If catches were simply defined by securing the football and having two feet, one knee, one elbow, etc, in-bounds, then it wouldn’t be this hard. Anything that happens after that point wouldn’t change the catch. If the receiver isn’t down yet and looses the ball, then it’s a fumble. If the receiver is down before losing the ball, then it’s a catch. And if it’s in the end zone, then it’s a touchdown.
Runners merely need to get the nose of the football over the goal line for a touchdown. Receivers have to do a whole lot more. In Miller’s case, the officials apparently wanted him to secure the football all the way to hospital.
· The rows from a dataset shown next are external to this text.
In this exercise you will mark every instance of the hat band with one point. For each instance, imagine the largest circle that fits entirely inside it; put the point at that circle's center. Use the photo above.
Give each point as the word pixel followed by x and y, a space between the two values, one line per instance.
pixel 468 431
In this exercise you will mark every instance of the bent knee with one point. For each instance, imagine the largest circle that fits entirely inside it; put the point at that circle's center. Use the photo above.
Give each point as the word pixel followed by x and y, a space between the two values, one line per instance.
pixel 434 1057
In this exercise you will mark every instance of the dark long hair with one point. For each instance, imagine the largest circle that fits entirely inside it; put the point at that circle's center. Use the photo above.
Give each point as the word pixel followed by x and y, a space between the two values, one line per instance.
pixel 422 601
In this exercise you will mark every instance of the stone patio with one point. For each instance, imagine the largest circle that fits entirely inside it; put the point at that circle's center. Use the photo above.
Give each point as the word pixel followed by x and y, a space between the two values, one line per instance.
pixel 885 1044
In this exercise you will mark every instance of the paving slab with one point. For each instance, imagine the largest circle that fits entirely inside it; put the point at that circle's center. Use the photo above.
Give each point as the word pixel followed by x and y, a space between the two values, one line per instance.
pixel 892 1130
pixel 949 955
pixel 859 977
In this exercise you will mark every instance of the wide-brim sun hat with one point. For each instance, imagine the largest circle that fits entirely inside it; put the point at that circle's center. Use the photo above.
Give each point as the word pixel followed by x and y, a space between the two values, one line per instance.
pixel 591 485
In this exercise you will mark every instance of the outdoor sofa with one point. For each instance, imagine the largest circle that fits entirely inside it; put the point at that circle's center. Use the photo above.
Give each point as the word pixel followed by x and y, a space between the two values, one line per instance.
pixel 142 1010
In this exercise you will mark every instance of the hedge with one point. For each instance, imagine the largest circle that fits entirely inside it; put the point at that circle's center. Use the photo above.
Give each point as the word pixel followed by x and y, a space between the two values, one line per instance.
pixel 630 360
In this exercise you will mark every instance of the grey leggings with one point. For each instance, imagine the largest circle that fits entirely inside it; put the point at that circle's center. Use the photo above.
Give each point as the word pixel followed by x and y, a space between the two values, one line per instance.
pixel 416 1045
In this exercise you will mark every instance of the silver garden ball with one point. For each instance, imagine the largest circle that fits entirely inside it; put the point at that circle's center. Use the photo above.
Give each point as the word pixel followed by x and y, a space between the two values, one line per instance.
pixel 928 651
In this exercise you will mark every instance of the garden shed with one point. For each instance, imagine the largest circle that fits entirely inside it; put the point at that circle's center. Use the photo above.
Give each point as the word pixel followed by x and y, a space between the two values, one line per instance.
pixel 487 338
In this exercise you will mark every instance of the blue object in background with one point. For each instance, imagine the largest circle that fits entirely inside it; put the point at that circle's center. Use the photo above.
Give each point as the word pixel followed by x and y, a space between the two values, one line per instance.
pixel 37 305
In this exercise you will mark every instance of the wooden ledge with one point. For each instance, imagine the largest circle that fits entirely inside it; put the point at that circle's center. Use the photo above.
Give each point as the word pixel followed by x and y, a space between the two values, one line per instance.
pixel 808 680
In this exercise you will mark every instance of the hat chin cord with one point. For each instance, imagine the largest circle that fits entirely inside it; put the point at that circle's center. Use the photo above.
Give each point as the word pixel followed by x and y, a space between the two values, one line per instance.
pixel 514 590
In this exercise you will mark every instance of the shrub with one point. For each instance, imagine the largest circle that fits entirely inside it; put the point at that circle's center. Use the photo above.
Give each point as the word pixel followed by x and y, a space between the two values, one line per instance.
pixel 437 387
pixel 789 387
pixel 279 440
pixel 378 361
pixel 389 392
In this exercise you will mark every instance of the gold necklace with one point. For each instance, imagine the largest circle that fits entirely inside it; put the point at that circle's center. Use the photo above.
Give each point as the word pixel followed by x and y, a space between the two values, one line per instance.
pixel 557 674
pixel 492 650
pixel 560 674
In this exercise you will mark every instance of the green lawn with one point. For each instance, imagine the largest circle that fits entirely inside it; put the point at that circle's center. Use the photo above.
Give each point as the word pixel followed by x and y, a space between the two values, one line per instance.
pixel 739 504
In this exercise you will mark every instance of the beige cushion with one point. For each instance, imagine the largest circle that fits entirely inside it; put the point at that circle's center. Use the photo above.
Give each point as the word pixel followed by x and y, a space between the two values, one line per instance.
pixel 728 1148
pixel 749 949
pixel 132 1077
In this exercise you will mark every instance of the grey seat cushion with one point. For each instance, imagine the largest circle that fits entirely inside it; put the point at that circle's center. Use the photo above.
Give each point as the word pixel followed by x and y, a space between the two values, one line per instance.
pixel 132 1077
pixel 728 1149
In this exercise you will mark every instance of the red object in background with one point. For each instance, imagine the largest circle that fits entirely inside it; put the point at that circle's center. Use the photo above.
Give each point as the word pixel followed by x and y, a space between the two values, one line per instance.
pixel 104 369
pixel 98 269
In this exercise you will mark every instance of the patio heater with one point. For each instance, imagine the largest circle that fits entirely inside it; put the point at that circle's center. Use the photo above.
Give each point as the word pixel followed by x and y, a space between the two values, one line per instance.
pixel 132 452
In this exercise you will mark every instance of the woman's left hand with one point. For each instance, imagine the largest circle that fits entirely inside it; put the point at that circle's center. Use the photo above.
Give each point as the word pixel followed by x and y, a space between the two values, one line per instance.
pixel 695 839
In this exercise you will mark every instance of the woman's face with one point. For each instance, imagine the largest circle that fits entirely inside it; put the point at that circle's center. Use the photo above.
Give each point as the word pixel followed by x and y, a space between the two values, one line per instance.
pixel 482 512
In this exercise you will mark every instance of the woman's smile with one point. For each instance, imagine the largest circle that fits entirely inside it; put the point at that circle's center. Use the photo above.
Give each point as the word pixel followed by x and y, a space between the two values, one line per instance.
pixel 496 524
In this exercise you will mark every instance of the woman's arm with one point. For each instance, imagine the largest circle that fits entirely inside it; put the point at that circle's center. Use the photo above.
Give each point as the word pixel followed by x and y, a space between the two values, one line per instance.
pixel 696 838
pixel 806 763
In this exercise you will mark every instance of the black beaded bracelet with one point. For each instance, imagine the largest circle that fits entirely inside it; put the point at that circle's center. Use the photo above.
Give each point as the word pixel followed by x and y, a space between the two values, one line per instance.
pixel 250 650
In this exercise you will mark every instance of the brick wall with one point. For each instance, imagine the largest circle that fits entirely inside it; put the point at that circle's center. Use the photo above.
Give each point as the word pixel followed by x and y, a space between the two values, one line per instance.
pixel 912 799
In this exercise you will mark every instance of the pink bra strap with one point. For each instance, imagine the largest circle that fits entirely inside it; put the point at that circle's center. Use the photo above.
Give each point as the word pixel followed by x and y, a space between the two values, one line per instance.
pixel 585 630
And the NFL doesn’t seem to care.
“It’s incredible how clear (the officials) are with respect to the rule and how the rule is to be administered, and how supportive they are of the current rule giving them that judgment of that element of time,” Rich McKay, chairman of the NFL’s competition committee, said in a Detroit Free Press story back in March. “There’s been this talk about could we create a more objective standard, really because of replay. And I think they feel as on-field officials that would definitely hinder them as they use the subjective standard of time.”
Hey, look. Another explanation that is more nuanced than the rule.
The fans deserve better. The players deserve better. Zach Miller definitely deserves better.